The Role of Intravenous Tissue Plasminogen Activator in Acute Ischemic Stroke with Large Vessel Occlusion.

Objective The goal of the present study was to determine the safety and efficacy of intravenous tissue plasminogen activator (IVT) in patients with acute ischemic stroke (AIS) with large vessel occlusion (LVO) undergoing mechanical thrombectomy (MT). Methods We performed a retrospective analysis of prospectively collected data gathered during a 3-year period for all our patients with AIS and LVO. We analyzed the stroke outcomes and complications between patients who had received a combination of IVT and MT and those who had undergone MT only. Standardized selection criteria, including the uniform use of perfusion imaging, were used for selection for MT, irrespective of IVT administration. Results Of the patients who had received IVT, 10% had had successful reperfusion found at initial angiography and did not require MT. A door-to-puncture time within 1 hour of presentation was achieved in 19% of both groups. IVT+MT was not associated with an increased incidence of intracranial hemorrhage (IVT+MT, 47.1%; MT, 49%). Of the 73 patients in IVT+MT group, 8 had developed access-site hematomas compared with 9 of the 95 patients in the MT group (28.6% vs. 26.5%; P = 0.85). The IVT+MT group had a lower proportion of patients with a modified Rankin scale score of 5–6 at 90 days compared with the MT group (36% vs. 56%; P = 0.024). Both groups showed statistically similar proportions of patients with a Thrombolysis in Cerebral Infarction scale score of ≥2c (IVT+MT, 50%; MT, 43%; P = 0.58).

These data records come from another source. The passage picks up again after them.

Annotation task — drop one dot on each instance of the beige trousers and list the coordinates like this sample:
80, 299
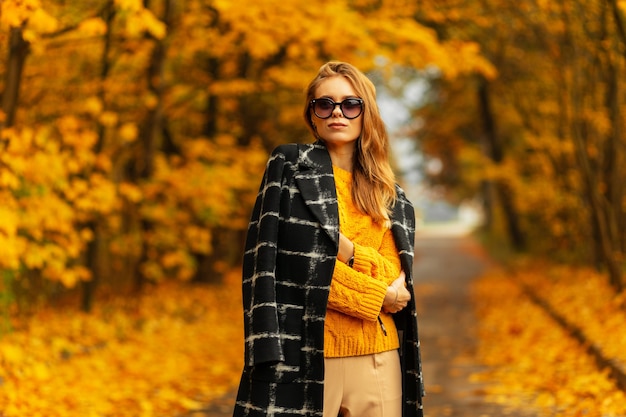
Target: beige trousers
363, 386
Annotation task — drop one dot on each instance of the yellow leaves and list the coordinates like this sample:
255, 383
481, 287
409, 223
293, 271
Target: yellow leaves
129, 132
15, 12
165, 353
533, 360
92, 27
39, 22
140, 20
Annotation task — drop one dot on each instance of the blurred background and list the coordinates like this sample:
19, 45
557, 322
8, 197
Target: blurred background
133, 135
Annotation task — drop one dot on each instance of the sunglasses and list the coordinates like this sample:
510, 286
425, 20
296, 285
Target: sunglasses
351, 108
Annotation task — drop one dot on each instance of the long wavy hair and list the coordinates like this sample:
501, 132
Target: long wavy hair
373, 190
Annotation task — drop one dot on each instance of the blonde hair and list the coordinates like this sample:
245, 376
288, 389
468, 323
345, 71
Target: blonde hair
373, 191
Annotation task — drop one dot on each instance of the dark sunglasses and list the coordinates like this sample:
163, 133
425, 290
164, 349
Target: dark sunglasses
351, 108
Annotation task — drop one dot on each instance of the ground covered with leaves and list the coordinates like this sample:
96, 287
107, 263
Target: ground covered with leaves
162, 354
533, 360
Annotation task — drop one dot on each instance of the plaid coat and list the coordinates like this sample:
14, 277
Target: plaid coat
288, 263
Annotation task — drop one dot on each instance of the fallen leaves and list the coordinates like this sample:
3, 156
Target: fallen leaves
175, 348
533, 360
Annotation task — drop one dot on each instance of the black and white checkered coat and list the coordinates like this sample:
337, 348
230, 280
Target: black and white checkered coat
289, 258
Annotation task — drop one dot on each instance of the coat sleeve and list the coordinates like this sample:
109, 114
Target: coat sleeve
261, 323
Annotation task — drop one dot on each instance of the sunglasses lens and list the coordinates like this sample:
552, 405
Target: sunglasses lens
351, 108
323, 108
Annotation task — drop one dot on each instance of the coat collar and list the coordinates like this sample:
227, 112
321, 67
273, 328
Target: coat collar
317, 186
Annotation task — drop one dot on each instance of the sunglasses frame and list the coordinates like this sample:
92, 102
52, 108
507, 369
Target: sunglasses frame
335, 104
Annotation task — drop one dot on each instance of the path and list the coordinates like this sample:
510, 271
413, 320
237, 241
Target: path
447, 261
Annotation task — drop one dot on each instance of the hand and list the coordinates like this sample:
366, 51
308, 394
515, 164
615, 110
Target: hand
346, 248
397, 296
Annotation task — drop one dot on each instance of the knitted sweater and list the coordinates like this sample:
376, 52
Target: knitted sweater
352, 325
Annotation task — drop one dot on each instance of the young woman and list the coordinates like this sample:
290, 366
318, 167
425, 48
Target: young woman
330, 324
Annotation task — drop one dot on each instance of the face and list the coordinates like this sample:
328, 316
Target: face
337, 129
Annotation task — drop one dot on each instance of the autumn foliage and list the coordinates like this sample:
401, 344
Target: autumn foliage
534, 361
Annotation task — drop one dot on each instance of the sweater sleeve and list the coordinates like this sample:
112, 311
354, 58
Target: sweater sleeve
360, 292
356, 294
382, 264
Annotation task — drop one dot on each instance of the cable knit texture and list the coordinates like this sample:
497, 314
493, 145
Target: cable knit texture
356, 294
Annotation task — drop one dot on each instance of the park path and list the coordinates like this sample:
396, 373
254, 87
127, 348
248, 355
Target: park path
448, 259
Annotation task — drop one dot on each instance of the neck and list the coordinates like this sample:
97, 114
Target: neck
342, 155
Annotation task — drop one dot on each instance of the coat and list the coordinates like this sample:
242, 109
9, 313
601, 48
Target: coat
290, 253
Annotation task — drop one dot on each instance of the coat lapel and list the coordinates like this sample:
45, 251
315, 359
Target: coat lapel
316, 184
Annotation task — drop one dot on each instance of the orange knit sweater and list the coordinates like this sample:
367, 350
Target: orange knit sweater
356, 294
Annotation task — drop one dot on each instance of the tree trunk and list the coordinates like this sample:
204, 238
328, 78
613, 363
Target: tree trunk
495, 151
151, 128
18, 51
94, 247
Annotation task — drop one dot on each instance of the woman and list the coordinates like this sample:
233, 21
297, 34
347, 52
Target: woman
330, 324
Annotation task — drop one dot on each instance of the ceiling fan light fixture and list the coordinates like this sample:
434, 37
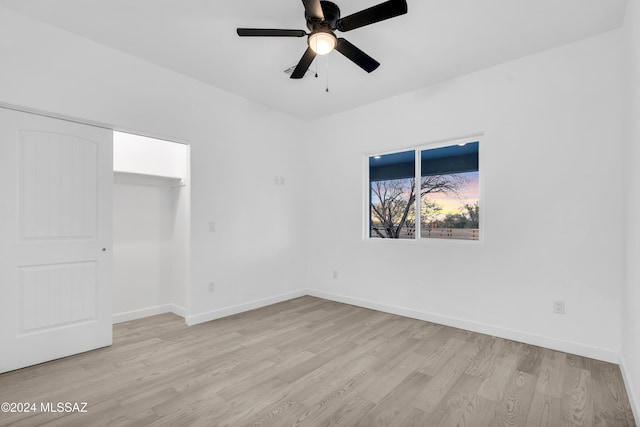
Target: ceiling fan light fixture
322, 42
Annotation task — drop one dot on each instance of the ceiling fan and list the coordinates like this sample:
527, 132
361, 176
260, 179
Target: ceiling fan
323, 19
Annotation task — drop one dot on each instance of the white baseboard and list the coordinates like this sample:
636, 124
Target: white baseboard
235, 309
148, 311
538, 340
629, 385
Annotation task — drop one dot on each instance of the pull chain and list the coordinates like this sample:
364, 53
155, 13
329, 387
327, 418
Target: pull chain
316, 61
327, 90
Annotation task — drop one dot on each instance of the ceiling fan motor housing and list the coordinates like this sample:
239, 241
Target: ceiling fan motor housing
331, 13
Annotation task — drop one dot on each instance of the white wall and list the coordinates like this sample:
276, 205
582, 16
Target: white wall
550, 170
150, 156
630, 358
237, 147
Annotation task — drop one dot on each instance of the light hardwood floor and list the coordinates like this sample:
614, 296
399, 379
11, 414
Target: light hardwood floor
312, 362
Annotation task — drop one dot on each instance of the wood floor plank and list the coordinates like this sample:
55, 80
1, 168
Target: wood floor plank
312, 362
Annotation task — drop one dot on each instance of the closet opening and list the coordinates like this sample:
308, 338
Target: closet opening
151, 214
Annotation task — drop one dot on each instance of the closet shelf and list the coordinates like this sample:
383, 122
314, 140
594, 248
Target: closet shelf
174, 181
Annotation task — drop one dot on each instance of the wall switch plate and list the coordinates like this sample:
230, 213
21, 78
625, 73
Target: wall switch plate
558, 307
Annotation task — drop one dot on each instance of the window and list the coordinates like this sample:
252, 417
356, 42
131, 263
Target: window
447, 204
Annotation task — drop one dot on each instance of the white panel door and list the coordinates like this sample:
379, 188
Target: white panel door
55, 238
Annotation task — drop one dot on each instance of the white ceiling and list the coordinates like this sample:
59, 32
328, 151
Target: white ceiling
437, 40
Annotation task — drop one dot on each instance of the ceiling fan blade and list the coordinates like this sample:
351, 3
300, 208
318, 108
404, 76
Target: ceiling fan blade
360, 58
313, 9
380, 12
269, 32
304, 64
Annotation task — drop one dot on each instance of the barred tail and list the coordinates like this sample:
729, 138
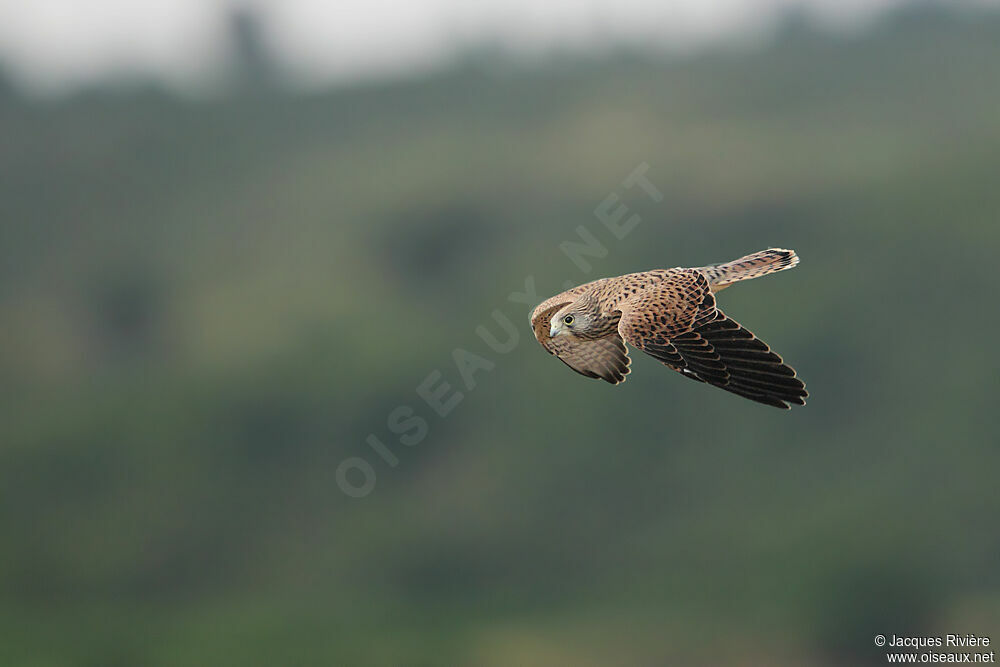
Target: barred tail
756, 265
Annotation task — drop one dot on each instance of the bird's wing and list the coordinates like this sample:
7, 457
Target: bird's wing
678, 323
605, 358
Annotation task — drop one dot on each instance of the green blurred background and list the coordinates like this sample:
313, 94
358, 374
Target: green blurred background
206, 305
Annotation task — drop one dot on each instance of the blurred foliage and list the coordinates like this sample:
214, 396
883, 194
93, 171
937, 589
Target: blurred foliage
207, 306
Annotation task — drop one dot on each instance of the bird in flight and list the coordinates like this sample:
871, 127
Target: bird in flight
670, 314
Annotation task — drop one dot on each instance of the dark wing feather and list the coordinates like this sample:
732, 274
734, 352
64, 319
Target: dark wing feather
678, 323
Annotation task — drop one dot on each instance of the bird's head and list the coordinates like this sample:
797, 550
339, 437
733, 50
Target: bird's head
569, 320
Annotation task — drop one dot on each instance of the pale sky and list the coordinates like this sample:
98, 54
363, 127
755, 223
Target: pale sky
54, 45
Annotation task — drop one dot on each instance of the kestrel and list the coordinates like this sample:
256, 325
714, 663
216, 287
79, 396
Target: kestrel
671, 315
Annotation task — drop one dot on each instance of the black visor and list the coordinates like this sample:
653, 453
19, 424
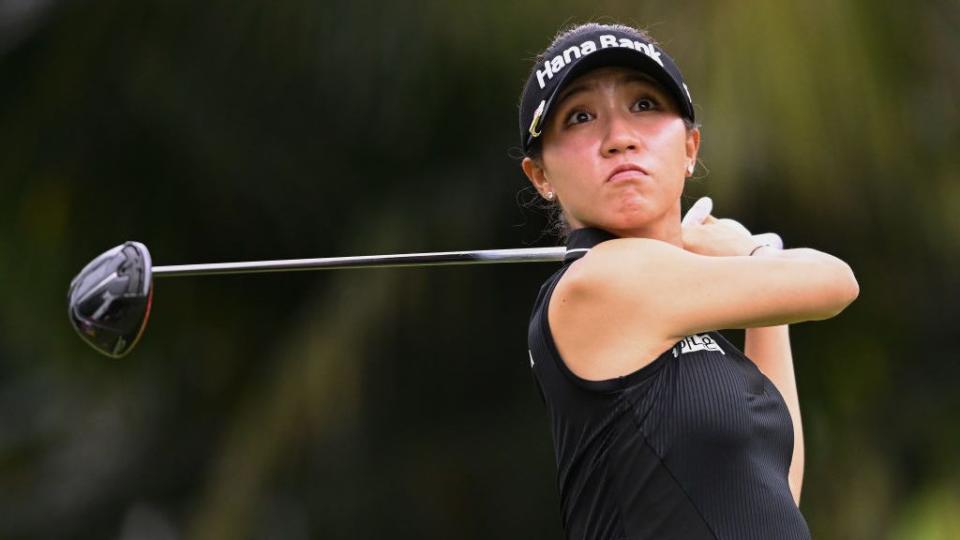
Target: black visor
597, 46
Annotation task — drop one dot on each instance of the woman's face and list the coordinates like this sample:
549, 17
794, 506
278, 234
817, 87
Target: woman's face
615, 153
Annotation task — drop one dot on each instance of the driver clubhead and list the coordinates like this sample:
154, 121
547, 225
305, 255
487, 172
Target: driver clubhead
109, 300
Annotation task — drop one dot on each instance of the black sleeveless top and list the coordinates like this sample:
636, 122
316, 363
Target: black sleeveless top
697, 444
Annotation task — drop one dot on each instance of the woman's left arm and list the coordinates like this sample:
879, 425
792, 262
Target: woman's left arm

The IVT+MT group had a greater proportion of patients with Thrombolysis in Cerebral Infarction scale score of 2c (IVT+MT, 29.6%; MT, 16.8%; P = 0.068). Conclusions Administration of IVT before MT to patients with AIS with LVO resulted in reperfusion before MT in 10% of patients, reduced the incidence of mortality and severe disability at 90 days, did not affect the door-to-puncture time, and was associated with a similar incidence of systemic and intracranial hemorrhage compared with MT only.